Secondo i dati presentati da Eurostat nell’ottobre scorso, negli ultimi 4 anni i debiti commerciali nel in Italia di sola parte corrente sono in costante aumento. Nel 2019 lo stock ha toccato i 47,4 miliardi di euro. Nonostante le promesse politiche e gli impegni di spesa presi dalle delle amministrazioni pubbliche, le imprese fornitrici faticano sempre più a farsi pagare. Ma la cosa più inammissibile di tutta questa vicenda è che nessuno è in grado di affermare a quanto assomma ufficialmente il debito commerciale complessivo del comparto pubblico; ovverosia aggiungere ai debiti di parte corrente anche la quota riferita al conto capitale, sebbene da qualche anno le imprese che lavorano per il pubblico abbiano l’obbligo di emettere la fattura elettronica. La Cgia sottolinea, inoltre, che l’avvento della fattura elettronica avrebbe dovuto eliminare un altro grosso problema che assilla i fornitori degli enti pubblici: vale a dire la scissione dell’Iva dagli importi in fattura per i committenti pubblici, introdotta nel 2015. Questa misura ha obbligato le amministrazioni centrali e periferiche dello Stato a trattenere l’Iva delle fatture ricevute e a versarla direttamente all’erario. L’obiettivo dichiarato è contrastare l’evasione fiscale, evitando che una volta incassato il corrispettivo dal committente pubblico, l’impresa privata non versi più al fisco l’imposta sul valore aggiunto.

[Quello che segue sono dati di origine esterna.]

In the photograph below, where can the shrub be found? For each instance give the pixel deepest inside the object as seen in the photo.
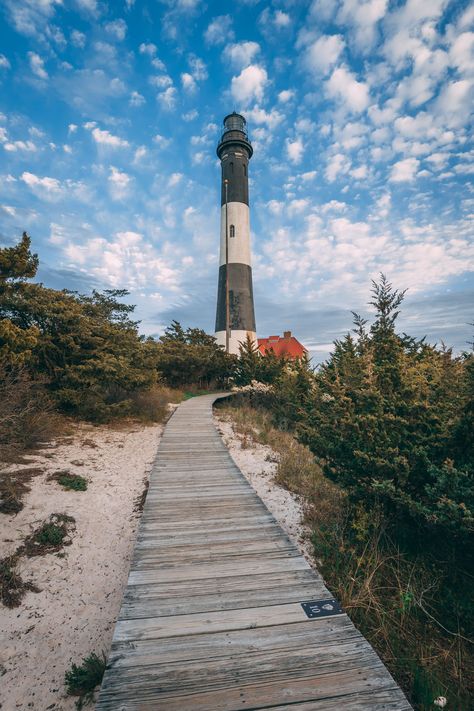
(82, 680)
(27, 417)
(70, 481)
(12, 587)
(13, 486)
(153, 405)
(50, 537)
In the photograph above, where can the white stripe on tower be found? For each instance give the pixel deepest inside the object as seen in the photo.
(235, 151)
(238, 218)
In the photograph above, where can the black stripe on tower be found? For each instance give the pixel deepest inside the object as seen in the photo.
(242, 316)
(235, 151)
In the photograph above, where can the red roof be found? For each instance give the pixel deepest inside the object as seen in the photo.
(287, 346)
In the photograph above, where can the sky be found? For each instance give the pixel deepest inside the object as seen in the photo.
(359, 116)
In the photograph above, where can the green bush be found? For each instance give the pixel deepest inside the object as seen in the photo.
(81, 680)
(71, 481)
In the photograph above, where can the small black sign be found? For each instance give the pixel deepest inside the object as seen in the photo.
(322, 608)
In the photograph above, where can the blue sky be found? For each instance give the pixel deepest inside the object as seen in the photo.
(359, 114)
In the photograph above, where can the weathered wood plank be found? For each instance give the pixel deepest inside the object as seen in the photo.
(211, 618)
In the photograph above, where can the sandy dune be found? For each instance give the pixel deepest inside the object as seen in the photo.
(75, 611)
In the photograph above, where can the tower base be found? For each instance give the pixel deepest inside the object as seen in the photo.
(236, 338)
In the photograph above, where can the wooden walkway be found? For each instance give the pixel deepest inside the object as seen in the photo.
(211, 618)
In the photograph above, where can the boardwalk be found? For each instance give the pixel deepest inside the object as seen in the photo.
(212, 618)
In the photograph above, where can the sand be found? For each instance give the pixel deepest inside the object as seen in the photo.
(258, 463)
(75, 612)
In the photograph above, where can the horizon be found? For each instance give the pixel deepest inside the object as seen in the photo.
(359, 116)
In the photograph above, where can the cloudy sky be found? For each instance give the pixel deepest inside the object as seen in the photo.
(358, 111)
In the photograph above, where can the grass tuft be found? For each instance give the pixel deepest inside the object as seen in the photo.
(12, 587)
(396, 599)
(153, 405)
(82, 680)
(13, 486)
(75, 482)
(50, 537)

Il meccanismo, sicuramente efficace nell’impedire che l’imprenditore disonesto non versi l’Iva all’erario, ha però provocato molti problemi finanziari a tutti coloro che con l’evasione, invece, nulla hanno a che fare. Vale a dire la quasi totalità delle imprese che lavora per il comparto pubblico. In altre parole, da qualche anno queste imprese non riscuotono più l’Iva, operazione che consentiva loro di fronteggiare nel breve periodo le necessità di cassa, e nel frattempo il volume dei mancati pagamenti è continuato ad aumentare.